Sous ces nécessaires précautions, il nous apparaît que l'on peut escompter des retombées en ce qui concerne tant la conception des codes que leurs fonctionnalités. L’impact peut être sensible à plusieurs points de vue :

  • Du point de vue de l’élaboration des codes, le système doit, à partir d’une quantité variable de textes, produire une organisation globale cohérente et complète, et l’on peut concevoir que, sans altérer la liberté d’appréciation du codificateur, le système apporte à ce dernier une assistance bénéfique en termes de productivité et de sécurité.
  • Du point de vue de l’écriture, celle du droit peut se trouver passablement transformée du fait de l’utilisation d’outils de cette nature. De même que dans un droit codifié, le rédacteur ne devrait penser les modifications réglementaires ou législatives que par rapport au code, on peut également imaginer qu’en présence d’un outil tel que celui ici envisagé, le rédacteur pourrait soit introduire pour analyse un nouveau texte ou un texte modifié, soit modifier directement la base de connaissances et testerait l’impact des modifications textuelles sur l’architecture et la cohérence des normes existantes.

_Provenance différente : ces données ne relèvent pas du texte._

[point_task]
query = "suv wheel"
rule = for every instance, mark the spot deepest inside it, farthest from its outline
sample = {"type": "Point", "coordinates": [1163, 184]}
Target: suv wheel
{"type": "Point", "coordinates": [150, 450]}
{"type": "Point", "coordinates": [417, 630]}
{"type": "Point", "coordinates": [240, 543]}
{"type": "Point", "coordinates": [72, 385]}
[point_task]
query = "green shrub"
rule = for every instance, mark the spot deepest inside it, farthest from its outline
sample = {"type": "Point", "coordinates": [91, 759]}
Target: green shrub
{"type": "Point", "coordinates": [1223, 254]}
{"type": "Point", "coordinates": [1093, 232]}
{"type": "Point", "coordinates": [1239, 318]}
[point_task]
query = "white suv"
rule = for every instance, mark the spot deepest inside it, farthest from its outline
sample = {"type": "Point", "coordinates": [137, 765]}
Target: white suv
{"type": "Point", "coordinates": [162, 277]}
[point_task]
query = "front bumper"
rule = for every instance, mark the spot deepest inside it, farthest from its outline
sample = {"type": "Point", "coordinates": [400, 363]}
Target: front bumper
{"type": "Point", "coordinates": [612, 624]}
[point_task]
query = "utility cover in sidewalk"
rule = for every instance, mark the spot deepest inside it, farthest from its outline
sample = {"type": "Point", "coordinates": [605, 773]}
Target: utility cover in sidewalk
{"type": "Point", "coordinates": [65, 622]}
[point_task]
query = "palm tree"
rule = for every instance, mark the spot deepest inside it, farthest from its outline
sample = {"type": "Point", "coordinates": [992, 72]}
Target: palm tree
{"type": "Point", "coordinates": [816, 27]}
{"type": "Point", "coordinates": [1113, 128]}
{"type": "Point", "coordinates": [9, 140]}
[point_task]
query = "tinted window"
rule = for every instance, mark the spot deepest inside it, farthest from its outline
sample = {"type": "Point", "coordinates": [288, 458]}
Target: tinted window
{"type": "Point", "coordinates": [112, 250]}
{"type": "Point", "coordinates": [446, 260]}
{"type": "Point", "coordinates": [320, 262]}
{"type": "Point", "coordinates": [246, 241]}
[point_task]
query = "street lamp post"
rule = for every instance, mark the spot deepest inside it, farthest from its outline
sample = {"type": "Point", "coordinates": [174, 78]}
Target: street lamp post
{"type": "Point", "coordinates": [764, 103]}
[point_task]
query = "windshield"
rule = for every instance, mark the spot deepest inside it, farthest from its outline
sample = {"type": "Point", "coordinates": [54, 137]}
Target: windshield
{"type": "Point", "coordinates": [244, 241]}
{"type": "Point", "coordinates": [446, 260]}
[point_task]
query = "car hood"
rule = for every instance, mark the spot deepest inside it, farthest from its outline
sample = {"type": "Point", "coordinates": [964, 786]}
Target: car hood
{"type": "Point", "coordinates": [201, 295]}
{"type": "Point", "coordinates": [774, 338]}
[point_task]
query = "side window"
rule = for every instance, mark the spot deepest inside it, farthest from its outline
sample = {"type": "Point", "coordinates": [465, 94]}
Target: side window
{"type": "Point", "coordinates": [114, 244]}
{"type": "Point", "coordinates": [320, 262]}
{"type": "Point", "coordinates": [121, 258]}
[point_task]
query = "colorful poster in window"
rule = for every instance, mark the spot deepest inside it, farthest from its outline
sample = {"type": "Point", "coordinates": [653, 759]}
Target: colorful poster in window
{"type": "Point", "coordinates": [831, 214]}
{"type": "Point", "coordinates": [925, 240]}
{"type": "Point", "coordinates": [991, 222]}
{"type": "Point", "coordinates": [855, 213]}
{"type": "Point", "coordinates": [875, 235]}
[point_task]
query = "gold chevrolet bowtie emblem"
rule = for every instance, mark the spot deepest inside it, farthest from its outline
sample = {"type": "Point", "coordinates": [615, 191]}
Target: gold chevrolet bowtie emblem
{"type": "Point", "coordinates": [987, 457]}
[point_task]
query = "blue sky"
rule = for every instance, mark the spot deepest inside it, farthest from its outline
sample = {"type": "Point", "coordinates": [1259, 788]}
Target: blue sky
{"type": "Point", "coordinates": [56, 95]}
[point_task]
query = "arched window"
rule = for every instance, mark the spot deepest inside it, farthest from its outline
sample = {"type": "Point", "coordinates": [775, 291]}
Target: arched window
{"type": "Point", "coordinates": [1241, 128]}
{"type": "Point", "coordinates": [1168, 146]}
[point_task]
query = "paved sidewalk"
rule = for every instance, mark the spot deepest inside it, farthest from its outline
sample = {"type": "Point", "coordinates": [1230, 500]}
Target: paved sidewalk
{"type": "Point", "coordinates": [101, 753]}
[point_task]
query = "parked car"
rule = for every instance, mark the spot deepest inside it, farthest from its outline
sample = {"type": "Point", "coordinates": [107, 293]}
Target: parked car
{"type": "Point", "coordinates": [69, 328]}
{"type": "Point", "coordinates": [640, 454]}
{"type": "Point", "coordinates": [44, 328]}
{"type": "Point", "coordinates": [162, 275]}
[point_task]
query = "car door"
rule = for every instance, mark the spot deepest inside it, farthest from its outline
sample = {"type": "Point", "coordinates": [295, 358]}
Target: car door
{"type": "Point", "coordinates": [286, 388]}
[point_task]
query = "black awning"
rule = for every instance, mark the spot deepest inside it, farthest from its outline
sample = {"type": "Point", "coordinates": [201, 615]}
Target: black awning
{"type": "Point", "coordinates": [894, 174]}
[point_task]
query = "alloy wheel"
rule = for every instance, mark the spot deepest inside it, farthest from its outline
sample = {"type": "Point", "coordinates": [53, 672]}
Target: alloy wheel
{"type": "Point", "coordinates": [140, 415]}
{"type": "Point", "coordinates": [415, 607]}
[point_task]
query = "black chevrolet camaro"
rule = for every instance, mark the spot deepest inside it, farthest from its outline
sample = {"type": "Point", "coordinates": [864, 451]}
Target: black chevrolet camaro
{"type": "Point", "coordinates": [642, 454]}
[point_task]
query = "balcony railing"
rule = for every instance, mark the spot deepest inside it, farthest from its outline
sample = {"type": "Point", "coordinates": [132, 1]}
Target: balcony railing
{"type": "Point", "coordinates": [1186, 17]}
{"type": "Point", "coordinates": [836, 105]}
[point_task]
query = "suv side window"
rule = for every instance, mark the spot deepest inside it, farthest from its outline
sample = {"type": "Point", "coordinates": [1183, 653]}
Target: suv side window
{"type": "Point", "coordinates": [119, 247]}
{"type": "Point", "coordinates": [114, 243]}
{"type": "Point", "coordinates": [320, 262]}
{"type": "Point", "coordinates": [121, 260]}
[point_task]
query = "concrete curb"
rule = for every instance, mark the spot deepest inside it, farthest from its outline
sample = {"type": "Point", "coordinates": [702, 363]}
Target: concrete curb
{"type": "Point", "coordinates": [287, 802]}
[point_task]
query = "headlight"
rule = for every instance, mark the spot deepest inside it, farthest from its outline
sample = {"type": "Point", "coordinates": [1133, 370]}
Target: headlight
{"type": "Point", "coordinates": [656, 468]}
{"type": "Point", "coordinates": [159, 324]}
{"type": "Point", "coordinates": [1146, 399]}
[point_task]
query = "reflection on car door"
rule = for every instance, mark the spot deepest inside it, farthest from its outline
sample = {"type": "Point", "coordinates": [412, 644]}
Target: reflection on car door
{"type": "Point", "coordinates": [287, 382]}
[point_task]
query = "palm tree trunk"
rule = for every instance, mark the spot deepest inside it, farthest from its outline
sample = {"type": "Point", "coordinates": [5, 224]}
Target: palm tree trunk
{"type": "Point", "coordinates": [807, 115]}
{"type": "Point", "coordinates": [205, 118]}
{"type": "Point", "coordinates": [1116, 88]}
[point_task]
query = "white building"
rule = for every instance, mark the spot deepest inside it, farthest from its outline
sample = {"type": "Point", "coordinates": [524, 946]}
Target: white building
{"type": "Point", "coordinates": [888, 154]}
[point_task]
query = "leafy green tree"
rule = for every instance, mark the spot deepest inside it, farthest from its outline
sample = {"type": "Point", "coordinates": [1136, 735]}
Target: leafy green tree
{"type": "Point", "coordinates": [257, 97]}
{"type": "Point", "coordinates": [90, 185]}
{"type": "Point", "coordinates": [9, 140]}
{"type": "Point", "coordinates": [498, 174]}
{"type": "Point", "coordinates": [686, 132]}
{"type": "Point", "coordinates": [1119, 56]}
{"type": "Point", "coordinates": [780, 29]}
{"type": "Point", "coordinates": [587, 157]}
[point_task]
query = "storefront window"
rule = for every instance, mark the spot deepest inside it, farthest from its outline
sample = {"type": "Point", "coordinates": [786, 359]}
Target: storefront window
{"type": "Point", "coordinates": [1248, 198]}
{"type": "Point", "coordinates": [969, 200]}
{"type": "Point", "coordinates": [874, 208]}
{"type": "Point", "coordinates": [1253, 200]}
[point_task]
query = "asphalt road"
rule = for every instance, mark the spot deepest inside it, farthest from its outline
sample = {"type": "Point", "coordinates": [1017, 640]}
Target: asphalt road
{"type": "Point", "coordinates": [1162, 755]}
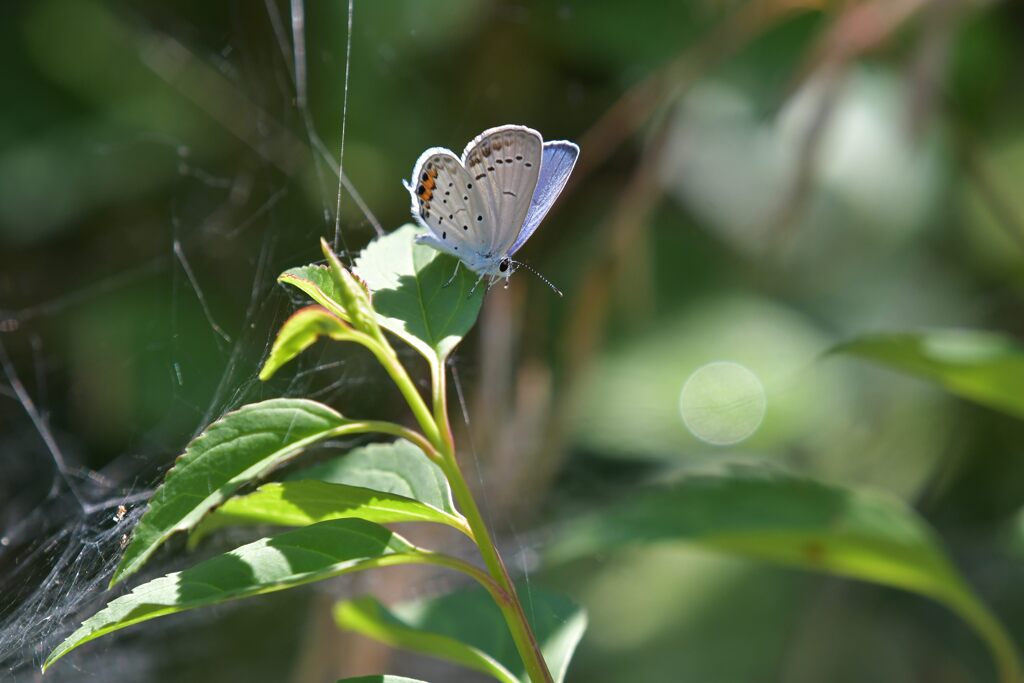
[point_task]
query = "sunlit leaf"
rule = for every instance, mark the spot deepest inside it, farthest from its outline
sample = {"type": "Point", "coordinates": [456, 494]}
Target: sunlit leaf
{"type": "Point", "coordinates": [778, 517]}
{"type": "Point", "coordinates": [409, 293]}
{"type": "Point", "coordinates": [308, 502]}
{"type": "Point", "coordinates": [305, 555]}
{"type": "Point", "coordinates": [240, 446]}
{"type": "Point", "coordinates": [398, 467]}
{"type": "Point", "coordinates": [315, 281]}
{"type": "Point", "coordinates": [982, 367]}
{"type": "Point", "coordinates": [299, 332]}
{"type": "Point", "coordinates": [467, 628]}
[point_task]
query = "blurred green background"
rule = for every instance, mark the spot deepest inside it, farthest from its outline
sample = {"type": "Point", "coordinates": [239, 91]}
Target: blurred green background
{"type": "Point", "coordinates": [759, 181]}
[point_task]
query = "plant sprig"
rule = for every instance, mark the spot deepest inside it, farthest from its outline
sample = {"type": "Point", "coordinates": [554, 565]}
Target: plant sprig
{"type": "Point", "coordinates": [399, 290]}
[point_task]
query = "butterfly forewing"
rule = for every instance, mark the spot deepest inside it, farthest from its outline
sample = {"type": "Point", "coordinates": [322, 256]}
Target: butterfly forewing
{"type": "Point", "coordinates": [450, 204]}
{"type": "Point", "coordinates": [504, 164]}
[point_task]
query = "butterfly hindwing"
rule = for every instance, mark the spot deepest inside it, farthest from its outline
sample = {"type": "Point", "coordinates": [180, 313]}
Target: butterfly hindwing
{"type": "Point", "coordinates": [556, 165]}
{"type": "Point", "coordinates": [505, 163]}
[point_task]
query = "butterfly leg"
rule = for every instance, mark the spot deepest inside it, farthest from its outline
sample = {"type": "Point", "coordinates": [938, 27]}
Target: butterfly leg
{"type": "Point", "coordinates": [476, 284]}
{"type": "Point", "coordinates": [456, 272]}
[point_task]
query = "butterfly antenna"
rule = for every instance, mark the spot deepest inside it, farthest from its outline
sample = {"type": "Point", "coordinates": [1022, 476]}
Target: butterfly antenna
{"type": "Point", "coordinates": [536, 272]}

  • Du point de vue de l’interrogation, on peut envisager que sur la base d’une question formulée en langage naturel, le système produise sous forme textuelle le droit applicable assorti des références textuelles. Il s’agit d’une perspective de développement qui demandera des mises au point qui ne sont pas sans analogie avec les techniques mises en œuvre par certains logiciels d’importation de site Internet où l’utilisateur doit préciser le nombre de niveaux de dépendance qu’il souhaite inclure dans sa recherche. Toutefois, pour une question fermée, la réponse devrait tout simplement être la réponse à la question.
  • Du point de vue de la résolution de problème, il est possible d’envisager une modélisation de décisions juridictionnelles types qui permettraient de traiter de façon quasi automatique au moins 90 % des recours qui ne soulèvent pas de question de principe nécessitant une interprétation créatrice du juge. Le mot « automatisation » ne doit pas inquiéter : il ne s’agit pas de remplacer le juge, mais de lui préparer le travail en respectant bien entendu sa pleine liberté d’appréciation et le principe de l’examen particulier de chaque affaire qui s’impose tant à l’administration qu’au juge. On peut imaginer que l’outil, mis entre les mains des justiciables ou de conseils juridiques, pourrait simuler les décisions de justice, mieux qu’aucun recueil de jurisprudence existant ne le ferait, et pourrait peut-être constituer un moyen de prévention des litiges.
  • Du point de vue de la décision administrative, on est en droit de penser que dans les administrations pourvues d’un service juridique, l’outil envisagé pourrait améliorer sensiblement la productivité. Dans les administrations non pourvues d’un service juridique étoffé, l’outil pourrait offrir le moyen aux petites cellules juridiques sans effectifs de remplir plus efficacement leur rôle de conseil préalable à la décision.
  • Du point de vue de la formation, on peut imaginer que le même instrument mis à la disposition des professeurs et des étudiants pourrait constituer un puissant instrument de formation.

Ceci est présentement de la prospective, mais nous pensons qu’il n’existe aucun obstacle scientifique ou philosophique à ce que cette prospective se réalise. Dans ce contexte, il est évident qu’il ne s’agit plus tellement d’envisager l’impact de ces développements sur la codification. En réalité, c’est d’un bouleversement des conditions même de l’accessibilité au droit qu’il s’agit, et de l’apparition d’une codification électronique, navigationnelle et hypertextuelle, qui n’aura plus qu’un lointain rapport avec la codification manuelle que nous connaissons.